Die Verträge laufen weiter

Auch die ARD, bei der Kachelmann mit seiner Firma Meteomedia seit Jahren regelmäßig vor der "Tagesschau" und nach den "Tagesthemen" das Wetter präsentierte und wo er immer wieder auch den Wetterbericht in den dritten Programmen wie im SWR moderierte, wurde vom angekündigten Rückzug kalt erwischt. "Jörg Kachelmann hat uns im Vorfeld nicht informiert", so eine Sprecherin der ARD-Programmdirektion in München. Man habe seine Aussagen "zur Kenntnis" genommen, werde sich in der Sache aber erst nach Prozessende äußern. Zugleich beeilte sich der öffentlich-rechtliche Senderverbund mitzuteilen, das TV-Aus würde nichts an der aktuellen Praxis ändern, wonach das ARD-Wetter wie seit Wochen im Wechsel von Kachelmanns Kollegen Claudia Kleinert, Alexander Lehmann und Sven Plöger präsentiert wird. "Die Verträge für die Wettersendungen laufen mit der Meteomedia AG, nicht mit Herrn Kachelmann", heißt es.
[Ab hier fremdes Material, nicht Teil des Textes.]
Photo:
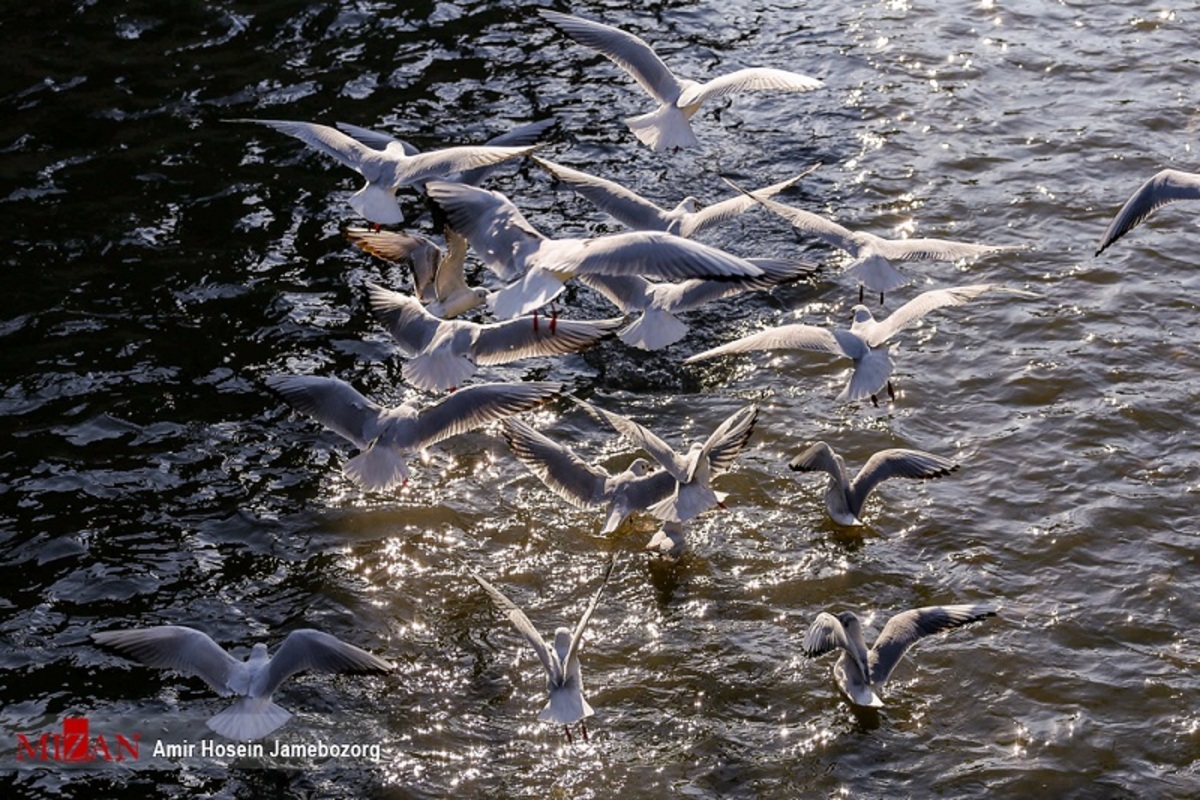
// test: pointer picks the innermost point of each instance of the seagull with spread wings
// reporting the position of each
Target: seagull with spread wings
(559, 657)
(678, 98)
(389, 437)
(864, 343)
(253, 680)
(861, 672)
(845, 497)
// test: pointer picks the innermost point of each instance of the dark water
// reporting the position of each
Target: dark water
(161, 263)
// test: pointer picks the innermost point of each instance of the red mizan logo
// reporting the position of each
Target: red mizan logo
(76, 745)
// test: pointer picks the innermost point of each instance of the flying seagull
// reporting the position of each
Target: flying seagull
(874, 254)
(634, 211)
(678, 98)
(694, 470)
(845, 497)
(1168, 186)
(385, 170)
(859, 672)
(537, 266)
(253, 680)
(388, 437)
(583, 485)
(561, 657)
(443, 353)
(438, 277)
(864, 343)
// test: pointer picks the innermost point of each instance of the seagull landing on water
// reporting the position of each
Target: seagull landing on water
(253, 716)
(864, 343)
(861, 672)
(561, 657)
(389, 437)
(678, 98)
(845, 497)
(1167, 186)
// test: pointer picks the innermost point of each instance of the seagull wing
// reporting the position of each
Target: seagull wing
(1168, 186)
(916, 308)
(406, 319)
(174, 647)
(477, 405)
(750, 79)
(564, 473)
(334, 403)
(906, 629)
(309, 650)
(517, 338)
(624, 49)
(520, 621)
(613, 199)
(895, 463)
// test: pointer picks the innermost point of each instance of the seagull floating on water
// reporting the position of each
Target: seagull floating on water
(687, 220)
(1168, 186)
(865, 342)
(693, 471)
(385, 170)
(635, 488)
(253, 716)
(678, 98)
(538, 268)
(388, 437)
(874, 254)
(861, 673)
(561, 659)
(443, 353)
(845, 497)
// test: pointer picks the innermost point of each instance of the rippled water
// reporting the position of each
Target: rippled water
(163, 262)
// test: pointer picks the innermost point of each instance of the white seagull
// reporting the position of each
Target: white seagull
(693, 471)
(388, 437)
(385, 170)
(537, 266)
(859, 672)
(438, 277)
(873, 254)
(865, 342)
(845, 497)
(1168, 186)
(520, 137)
(583, 485)
(253, 716)
(634, 211)
(443, 353)
(658, 326)
(678, 98)
(561, 659)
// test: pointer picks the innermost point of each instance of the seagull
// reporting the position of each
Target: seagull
(678, 98)
(253, 716)
(845, 497)
(443, 353)
(859, 672)
(519, 137)
(693, 471)
(438, 277)
(388, 437)
(582, 485)
(864, 342)
(559, 657)
(634, 211)
(1168, 186)
(538, 268)
(388, 169)
(874, 254)
(659, 302)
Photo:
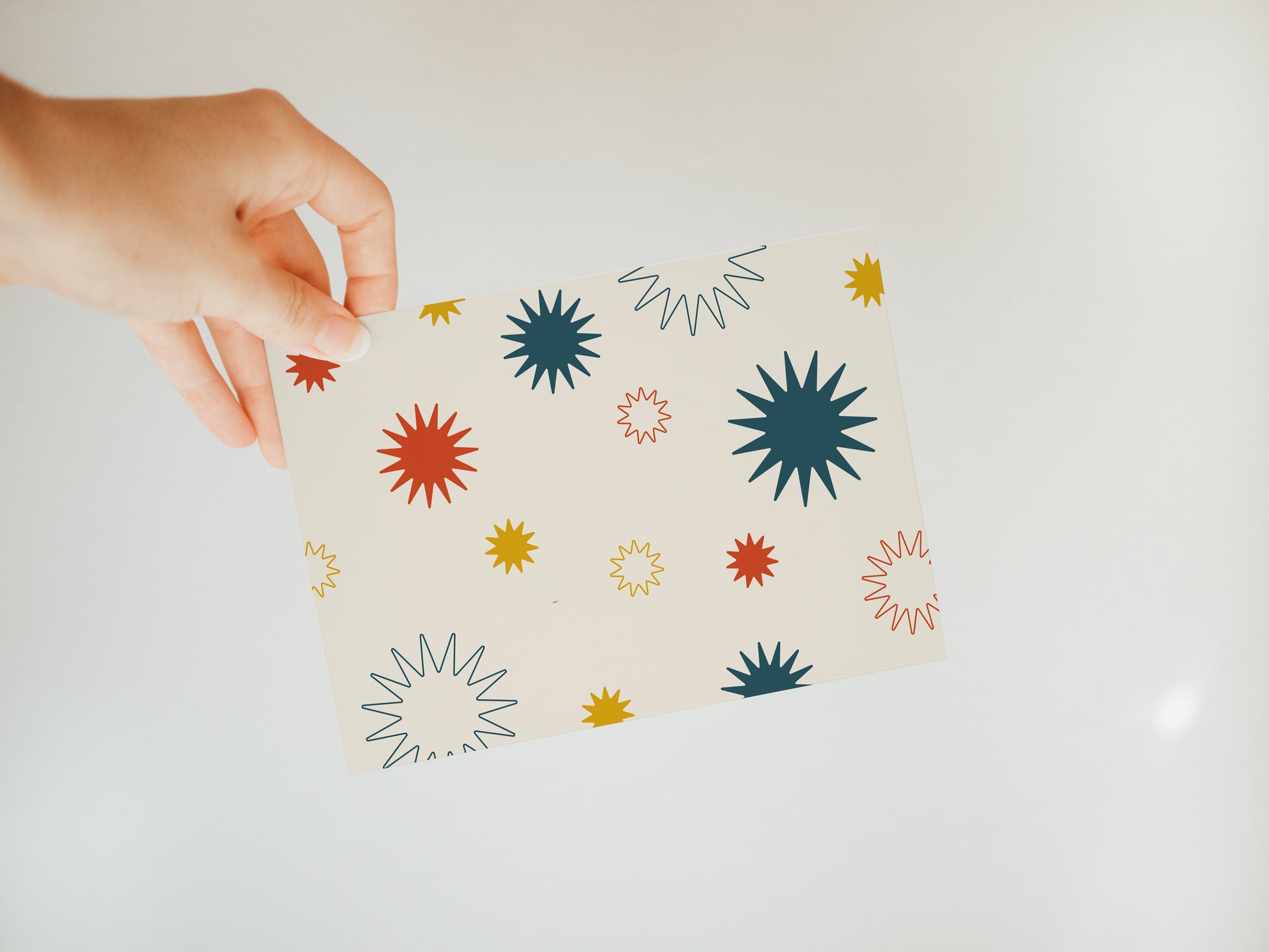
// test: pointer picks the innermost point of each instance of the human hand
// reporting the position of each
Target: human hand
(164, 210)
Was aber brachte Kachelmann dazu, am Mittwoch seinen Abschied vom Bildschirm anzukündigen? Seine Anwälte waren für eine Stellungnahme nicht erreichbar. Und vor allem: Warum tat er es ausgerechnet in der "Bild"-Zeitung, die seit Wochen millionenschwere Schmerzensgeldforderungen der Kachelmann-Anwälte auf dem Tisch hat, weil sie die Persönlichkeitsrechte des TV-Mannes missachtet haben soll. Selbst erfahrene Juristen rätseln über das Motiv. Möglicherweise erhoffe sich Kachelmann dadurch für die entscheidende Phase des Prozesses eine wohlwollende Berichterstattung des Springer-Massenblattes, mutmaßt ein Beobachter. "Vom Boulevard darf man niemals Dankbarkeit erwarten", zerstreut ein erfahrener Rechtsexperte diese Sichtweise. Kachelmann selbst denkt offenbar schon jetzt über den Tag des Urteils hinaus. "Ich werde noch viele Menschen um Verzeihung bitten müssen", sagt er und nennt einen Vorsatz: "Wenn ich in Zukunft eine Beziehung führe, werde ich monogam leben." Oder er werde erst einmal mit seiner Mutter zusammenwohnen. Vielleicht muss aber auch sie warten, weil ihr Sohn ganz woanders wohnen wird. Im Gefängnis.